¿Habéis hojeado alguna vez un álbum familiar de hace muchos años, con todas sus fotografías descoloridas, teñidas de amarillo y con unas palabras en uno de los bordes, escritas de través con tinta marrón y llenas de signos de exclamación? Aparecen ante vuestros ojos fisonomías queridas y lugares queridos, cosas desaparecidas pero no olvidadas.

Una postal de 1939. Marcella Olschki.

♫ How Insensitive

Tengo una amiga que divide a las personas entre aquellas que dejan huella y las que no lo hacen, como si fuese posible atravesar una vida de puntillas, sin rozar las paredes del otro, sin explorar sus límites. De amor o desamor, perennes como las iniciales marcadas en el tronco de un árbol joven o fugaces, como las pisadas en la arena, pero, visibles siempre o solo recordadas, todos dejamos huellas en el otro sin remedio. Queriendo o sin querer nos entrecruzamos, nos atamos y nos desatamos, nos herimos, nos acariciamos, fingimos olvidarnos para volver más tarde, cuando el pasado es ya más vivo que el presente, a rebrotar en el otro, como el sueño del que fuimos entonces.

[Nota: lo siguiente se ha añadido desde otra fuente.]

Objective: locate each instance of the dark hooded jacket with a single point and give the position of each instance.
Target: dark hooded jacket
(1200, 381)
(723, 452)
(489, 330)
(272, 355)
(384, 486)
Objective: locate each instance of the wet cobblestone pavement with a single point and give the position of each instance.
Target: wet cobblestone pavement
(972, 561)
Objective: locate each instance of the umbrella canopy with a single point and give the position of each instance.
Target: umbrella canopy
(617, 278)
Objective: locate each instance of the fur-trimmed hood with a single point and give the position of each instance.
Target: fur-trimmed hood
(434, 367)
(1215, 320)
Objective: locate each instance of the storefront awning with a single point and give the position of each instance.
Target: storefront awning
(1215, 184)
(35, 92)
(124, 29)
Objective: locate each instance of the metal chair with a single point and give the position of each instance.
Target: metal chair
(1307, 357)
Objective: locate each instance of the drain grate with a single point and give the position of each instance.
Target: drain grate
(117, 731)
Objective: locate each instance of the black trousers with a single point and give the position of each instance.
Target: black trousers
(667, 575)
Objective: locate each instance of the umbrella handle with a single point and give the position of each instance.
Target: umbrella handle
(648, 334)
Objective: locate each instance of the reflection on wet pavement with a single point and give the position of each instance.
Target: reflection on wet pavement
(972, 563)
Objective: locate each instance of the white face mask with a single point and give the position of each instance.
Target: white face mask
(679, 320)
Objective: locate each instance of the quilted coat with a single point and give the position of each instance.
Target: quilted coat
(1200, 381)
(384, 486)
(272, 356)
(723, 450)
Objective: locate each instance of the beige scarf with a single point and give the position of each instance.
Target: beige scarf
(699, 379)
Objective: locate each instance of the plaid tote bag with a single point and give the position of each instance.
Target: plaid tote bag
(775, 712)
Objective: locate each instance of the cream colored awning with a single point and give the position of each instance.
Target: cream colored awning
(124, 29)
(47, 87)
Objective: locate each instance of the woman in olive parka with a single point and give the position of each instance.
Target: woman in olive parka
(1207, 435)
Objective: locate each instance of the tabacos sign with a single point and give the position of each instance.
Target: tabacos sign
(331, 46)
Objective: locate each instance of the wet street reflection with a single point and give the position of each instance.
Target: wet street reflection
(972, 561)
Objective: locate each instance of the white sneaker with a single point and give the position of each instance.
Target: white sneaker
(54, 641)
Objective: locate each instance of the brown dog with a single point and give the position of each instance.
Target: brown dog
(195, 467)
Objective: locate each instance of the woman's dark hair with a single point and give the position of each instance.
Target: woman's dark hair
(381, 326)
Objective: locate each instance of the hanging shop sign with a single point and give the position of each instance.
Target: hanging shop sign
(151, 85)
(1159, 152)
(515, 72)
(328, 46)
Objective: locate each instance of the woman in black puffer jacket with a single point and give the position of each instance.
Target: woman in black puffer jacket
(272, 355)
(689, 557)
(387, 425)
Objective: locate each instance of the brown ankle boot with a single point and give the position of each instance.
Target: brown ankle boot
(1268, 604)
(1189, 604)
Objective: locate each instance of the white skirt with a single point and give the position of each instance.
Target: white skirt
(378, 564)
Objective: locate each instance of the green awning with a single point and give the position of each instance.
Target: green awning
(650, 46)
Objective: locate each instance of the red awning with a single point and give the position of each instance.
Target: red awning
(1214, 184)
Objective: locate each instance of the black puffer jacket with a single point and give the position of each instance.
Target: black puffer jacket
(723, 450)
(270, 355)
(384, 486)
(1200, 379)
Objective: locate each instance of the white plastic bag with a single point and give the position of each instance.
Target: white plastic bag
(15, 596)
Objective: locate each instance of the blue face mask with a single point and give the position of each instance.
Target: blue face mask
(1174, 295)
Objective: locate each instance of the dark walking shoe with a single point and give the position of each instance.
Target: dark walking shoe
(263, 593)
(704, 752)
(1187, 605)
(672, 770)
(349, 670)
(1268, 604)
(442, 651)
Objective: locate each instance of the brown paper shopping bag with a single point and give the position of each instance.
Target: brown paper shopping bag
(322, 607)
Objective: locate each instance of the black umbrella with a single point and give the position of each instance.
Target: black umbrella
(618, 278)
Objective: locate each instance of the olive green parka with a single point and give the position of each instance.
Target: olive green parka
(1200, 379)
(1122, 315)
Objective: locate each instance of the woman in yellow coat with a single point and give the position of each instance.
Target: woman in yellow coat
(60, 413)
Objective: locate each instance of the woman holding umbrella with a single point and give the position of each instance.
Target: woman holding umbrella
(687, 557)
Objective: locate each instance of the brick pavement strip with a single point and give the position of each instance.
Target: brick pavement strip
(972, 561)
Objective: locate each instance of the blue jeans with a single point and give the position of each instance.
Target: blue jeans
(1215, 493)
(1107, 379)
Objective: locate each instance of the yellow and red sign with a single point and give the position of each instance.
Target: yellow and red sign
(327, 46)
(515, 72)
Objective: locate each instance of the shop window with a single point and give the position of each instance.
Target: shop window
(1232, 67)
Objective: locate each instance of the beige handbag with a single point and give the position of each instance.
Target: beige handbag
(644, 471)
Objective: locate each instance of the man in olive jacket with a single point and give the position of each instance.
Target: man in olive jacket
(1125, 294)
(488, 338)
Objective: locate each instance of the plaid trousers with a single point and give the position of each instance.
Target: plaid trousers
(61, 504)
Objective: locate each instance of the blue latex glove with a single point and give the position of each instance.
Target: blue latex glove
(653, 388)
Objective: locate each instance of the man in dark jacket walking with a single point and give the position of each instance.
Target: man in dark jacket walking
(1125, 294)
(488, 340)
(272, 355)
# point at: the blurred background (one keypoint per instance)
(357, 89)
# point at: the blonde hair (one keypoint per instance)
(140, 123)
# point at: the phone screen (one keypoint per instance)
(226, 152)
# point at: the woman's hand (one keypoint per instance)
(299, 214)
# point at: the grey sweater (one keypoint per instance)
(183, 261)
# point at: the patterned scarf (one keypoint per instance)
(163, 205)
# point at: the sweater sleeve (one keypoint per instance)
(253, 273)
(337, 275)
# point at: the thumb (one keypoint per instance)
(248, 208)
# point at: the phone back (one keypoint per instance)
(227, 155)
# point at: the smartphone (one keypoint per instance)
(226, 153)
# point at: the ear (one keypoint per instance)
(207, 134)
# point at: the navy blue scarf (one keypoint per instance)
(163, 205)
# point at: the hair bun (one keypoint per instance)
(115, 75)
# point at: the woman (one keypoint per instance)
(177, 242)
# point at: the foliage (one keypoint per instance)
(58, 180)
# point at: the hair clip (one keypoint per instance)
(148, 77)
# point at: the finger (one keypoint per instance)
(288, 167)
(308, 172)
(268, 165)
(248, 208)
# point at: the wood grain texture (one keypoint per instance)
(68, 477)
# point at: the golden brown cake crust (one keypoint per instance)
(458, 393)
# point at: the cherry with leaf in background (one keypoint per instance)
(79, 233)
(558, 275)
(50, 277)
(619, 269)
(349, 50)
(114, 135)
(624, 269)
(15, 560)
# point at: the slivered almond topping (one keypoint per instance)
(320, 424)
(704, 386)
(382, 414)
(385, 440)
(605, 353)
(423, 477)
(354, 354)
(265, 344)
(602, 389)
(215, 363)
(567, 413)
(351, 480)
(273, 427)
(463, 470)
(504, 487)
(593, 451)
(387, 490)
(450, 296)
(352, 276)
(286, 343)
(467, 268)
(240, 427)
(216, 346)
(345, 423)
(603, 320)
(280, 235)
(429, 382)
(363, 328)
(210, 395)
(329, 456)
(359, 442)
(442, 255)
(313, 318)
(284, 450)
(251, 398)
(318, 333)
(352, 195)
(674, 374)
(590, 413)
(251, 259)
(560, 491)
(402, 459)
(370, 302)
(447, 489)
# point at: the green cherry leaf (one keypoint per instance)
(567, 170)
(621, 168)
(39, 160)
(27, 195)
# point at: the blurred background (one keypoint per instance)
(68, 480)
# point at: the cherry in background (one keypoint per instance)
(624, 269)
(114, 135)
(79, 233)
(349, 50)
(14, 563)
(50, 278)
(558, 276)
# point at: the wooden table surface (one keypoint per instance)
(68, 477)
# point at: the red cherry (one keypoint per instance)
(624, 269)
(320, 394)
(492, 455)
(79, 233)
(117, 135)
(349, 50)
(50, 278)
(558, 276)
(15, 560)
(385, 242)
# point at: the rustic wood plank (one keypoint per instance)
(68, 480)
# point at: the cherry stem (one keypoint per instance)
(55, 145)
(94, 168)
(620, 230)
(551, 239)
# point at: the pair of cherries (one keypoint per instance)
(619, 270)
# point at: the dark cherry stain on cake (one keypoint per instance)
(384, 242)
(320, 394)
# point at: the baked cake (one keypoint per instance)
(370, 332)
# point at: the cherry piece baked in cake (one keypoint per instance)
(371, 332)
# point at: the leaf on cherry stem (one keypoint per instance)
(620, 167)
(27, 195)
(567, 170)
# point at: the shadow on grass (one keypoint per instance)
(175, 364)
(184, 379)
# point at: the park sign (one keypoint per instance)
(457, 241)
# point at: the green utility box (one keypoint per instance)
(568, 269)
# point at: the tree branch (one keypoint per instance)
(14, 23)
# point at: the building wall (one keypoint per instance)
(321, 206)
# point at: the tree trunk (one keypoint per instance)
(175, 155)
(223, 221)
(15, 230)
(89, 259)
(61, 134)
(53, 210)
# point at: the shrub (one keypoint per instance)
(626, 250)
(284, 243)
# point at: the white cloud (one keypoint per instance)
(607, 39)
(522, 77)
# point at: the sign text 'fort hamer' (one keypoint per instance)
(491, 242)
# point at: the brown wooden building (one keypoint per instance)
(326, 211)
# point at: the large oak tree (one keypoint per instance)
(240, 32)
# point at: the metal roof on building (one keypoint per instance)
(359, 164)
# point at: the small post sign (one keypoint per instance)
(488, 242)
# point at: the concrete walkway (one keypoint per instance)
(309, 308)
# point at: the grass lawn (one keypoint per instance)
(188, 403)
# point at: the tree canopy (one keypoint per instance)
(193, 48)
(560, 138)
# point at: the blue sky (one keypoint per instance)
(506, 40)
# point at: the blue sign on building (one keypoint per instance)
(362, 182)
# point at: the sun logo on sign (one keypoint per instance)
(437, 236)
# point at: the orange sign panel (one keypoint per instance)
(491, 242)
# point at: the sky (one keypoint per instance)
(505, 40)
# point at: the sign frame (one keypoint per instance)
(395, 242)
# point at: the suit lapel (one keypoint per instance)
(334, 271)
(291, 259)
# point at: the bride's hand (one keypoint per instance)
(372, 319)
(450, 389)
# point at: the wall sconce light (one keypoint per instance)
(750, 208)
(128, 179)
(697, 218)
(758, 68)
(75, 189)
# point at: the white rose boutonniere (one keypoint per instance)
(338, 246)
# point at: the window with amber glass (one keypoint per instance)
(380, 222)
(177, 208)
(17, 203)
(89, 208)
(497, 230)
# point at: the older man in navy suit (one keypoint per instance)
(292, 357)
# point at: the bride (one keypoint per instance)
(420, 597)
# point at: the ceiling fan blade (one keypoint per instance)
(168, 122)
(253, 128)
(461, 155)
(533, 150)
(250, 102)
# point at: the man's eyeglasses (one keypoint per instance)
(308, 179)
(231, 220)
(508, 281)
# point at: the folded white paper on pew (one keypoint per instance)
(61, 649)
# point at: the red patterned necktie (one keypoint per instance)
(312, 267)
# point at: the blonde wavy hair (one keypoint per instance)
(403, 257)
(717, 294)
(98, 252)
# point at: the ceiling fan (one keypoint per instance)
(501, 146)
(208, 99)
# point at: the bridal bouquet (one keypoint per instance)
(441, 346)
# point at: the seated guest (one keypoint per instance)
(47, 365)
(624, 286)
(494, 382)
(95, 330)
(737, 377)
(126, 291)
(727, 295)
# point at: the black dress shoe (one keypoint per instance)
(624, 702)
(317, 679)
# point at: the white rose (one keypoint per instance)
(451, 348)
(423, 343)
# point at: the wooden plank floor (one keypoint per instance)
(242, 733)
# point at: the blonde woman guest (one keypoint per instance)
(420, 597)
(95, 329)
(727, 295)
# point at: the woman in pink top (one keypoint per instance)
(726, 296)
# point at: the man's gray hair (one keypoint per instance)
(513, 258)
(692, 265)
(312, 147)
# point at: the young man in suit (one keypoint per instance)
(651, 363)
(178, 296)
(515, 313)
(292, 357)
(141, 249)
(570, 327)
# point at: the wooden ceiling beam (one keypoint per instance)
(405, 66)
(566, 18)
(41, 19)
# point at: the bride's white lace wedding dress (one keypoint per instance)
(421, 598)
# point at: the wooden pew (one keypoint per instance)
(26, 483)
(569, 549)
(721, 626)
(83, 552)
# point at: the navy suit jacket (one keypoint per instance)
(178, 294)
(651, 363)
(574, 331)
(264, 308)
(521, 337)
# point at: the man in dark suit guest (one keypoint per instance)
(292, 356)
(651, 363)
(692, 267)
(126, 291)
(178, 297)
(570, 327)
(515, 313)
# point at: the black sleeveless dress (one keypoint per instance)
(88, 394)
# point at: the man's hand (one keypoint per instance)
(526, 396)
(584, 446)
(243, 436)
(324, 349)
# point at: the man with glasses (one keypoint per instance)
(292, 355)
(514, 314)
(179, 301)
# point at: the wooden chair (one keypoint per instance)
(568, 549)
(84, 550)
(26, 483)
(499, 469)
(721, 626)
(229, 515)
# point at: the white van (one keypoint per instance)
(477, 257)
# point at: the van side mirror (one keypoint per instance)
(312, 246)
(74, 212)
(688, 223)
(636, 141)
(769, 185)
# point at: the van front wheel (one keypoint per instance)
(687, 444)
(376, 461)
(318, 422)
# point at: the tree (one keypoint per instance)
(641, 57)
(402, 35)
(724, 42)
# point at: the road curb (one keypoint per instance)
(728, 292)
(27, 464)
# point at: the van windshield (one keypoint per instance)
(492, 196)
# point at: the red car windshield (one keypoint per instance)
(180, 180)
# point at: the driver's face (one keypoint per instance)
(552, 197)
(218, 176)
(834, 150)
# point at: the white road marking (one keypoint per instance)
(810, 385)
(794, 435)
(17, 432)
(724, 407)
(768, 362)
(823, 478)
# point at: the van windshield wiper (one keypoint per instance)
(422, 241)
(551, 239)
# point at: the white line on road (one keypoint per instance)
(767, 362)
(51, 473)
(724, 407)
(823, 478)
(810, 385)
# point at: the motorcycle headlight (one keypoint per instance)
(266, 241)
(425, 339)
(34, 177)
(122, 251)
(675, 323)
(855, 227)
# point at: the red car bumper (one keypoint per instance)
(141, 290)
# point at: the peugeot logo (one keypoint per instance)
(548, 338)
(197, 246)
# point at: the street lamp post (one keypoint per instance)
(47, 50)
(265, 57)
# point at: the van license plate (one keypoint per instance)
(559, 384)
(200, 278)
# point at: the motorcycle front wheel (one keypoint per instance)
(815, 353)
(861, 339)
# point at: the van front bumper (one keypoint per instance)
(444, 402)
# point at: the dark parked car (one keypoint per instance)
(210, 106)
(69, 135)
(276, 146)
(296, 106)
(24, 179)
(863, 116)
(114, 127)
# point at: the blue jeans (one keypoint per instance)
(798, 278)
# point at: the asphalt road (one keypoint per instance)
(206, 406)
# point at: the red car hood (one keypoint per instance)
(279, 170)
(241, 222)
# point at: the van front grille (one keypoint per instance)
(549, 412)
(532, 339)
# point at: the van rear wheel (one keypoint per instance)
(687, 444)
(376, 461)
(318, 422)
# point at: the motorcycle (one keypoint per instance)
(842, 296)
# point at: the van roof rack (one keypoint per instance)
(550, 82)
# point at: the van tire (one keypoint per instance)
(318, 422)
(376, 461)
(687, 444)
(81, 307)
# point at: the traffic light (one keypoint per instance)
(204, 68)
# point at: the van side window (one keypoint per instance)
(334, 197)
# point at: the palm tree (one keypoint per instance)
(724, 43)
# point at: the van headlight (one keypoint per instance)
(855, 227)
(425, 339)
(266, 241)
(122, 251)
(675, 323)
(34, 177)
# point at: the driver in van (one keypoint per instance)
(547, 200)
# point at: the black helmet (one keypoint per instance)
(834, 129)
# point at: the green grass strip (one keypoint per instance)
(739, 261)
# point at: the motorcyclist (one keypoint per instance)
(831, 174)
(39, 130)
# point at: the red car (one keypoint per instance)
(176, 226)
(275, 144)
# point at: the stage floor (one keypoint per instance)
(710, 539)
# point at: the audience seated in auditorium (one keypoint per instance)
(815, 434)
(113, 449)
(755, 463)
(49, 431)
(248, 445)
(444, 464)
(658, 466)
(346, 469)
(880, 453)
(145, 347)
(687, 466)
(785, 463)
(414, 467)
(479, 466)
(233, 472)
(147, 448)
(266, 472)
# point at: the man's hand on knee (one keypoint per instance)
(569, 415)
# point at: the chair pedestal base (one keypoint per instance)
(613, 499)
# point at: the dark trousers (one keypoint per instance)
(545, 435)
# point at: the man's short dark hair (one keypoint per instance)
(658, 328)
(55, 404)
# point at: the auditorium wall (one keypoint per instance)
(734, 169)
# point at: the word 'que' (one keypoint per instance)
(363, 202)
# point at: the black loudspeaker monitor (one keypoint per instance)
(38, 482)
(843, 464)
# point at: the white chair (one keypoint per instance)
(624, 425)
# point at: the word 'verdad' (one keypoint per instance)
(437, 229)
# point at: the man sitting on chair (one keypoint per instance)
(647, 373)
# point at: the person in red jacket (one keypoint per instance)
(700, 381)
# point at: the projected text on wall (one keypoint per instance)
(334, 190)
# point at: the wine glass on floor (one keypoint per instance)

Dejar huella es inevitable, incluso en el caso de personas que como yo, apenas guarden objetos asociados al recuerdo de momentos decisivos (ni siquiera esa flor prensada entre las hojas de un libro que nos recuerda que un día lo fuimos todo para alguien). Estamos destinados a vivir en la engañosa memoria de los demás, de la misma forma que ellos habitan la nuestra, intercalados entre la densa niebla del olvido, que hace que los instantes en los que un día fuimos felices, acaben brillando como luciérnagas nocturnas.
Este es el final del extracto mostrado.